Picu Risiko Kanker: Pangan Gosong dan Gaya Hidup Kontemporer

Picu Risiko Kanker: Pangan Gosong dan Gaya Hidup Kontemporer

Ilustrasi junkfood. -Halodoc-

SANGATTA, NOMORSATUKALTIM— Balai Besar Pengawas Obat dan Makanan (BBPOM) di Samarinda mengingatkan, perubahan gaya hidup modern yang tidak diimbangi dengan pola konsumsi bijak dapat memicu ancaman kesehatan serius.

Kombinasi antara konsumsi pangan tinggi gula, karbohidrat, dan lemak secara terus-menerus, yang diperparah oleh kebiasaan begadang, kini menjadi pemicu utama melonjaknya tren penyakit tidak menular.

Peringatan tersebut disampaikan oleh Pengawas Farmasi dan Makanan Ahli Madya BBPOM Samarinda, Pranandari Kenyowulan, dalam sosialisasi keamanan pangan di Ruang Akasia, Gedung Serba Guna Bukit Pelangi, Sangatta, Kutai Timur, Rabu (24/6/2026).

"Yang perlu menjadi perhatian adalah kebiasaan ini dilakukan hampir setiap hari.

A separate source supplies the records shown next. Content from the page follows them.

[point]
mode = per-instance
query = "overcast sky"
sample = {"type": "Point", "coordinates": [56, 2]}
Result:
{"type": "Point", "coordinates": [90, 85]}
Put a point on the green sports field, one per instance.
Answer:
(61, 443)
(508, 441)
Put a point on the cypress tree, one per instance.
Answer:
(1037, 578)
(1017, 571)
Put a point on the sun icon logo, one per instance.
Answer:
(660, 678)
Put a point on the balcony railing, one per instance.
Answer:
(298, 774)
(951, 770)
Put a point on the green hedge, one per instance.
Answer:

Makanan dan minuman tinggi gula, karbohidrat, dan lemak jika dikonsumsi terus-menerus dapat menjadi bumerang bagi kesehatan, terlebih jika disertai kebiasaan begadang dan kurang istirahat," ujar Pranandari.

BACA JUGA: Cegah Meningkatnya Penyakit Jantung, Pemkab Kutim MoU dengan 12 Rumah Sakit Daerah di Kaltim

Selain pola konsumsi, BBPOM menyoroti teknik pengolahan makanan yang salah di tingkat rumah tangga maupun pelaku usaha.

Kebiasaan memasak dengan suhu terlalu tinggi atau membakar makanan hingga hangus demi mengejar cita rasa gurih justru menghasilkan senyawa kimia karsinogenik yang memicu mutasi DNA dan pertumbuhan sel kanker tak terkendali.

Pranandari memaparkan bahwa dalam khazanah keamanan pangan, masyarakat harus mewaspadai tiga jenis cemaran utama, yakni bahaya kimia, biologis, dan fisik.

Bahaya kimia umumnya bersumber dari pembentukan senyawa karsinogenik akibat kesalahan pengolahan atau paparan zat aditif berbahaya.

BACA JUGA: Penyakit Cacing Hati Ditemukan di Beberapa Hewan Kurban di Bontang

Sementara itu, bahaya biologis meliputi kontaminasi mikrobiologi seperti bakteri, virus, dan jamur yang berpotensi memicu keracunan massal.

Adapun bahaya fisik mengintai lewat masuknya benda asing, seperti serpihan logam, pecahan kaca, atau material plastik ke dalam adonan makanan yang dikonsumsi masyarakat.

Kondisi tersebut memicu kekhawatiran dari kalangan orang tua murid.

Ana Indriawaty, seorang ibu rumah tangga di Kutai Timur, mengeluhkan lemahnya pengawasan terhadap rantai produksi pangan di lingkungan sekolah karena orang tua tidak bisa memantau langsung higienitas jajanan anak.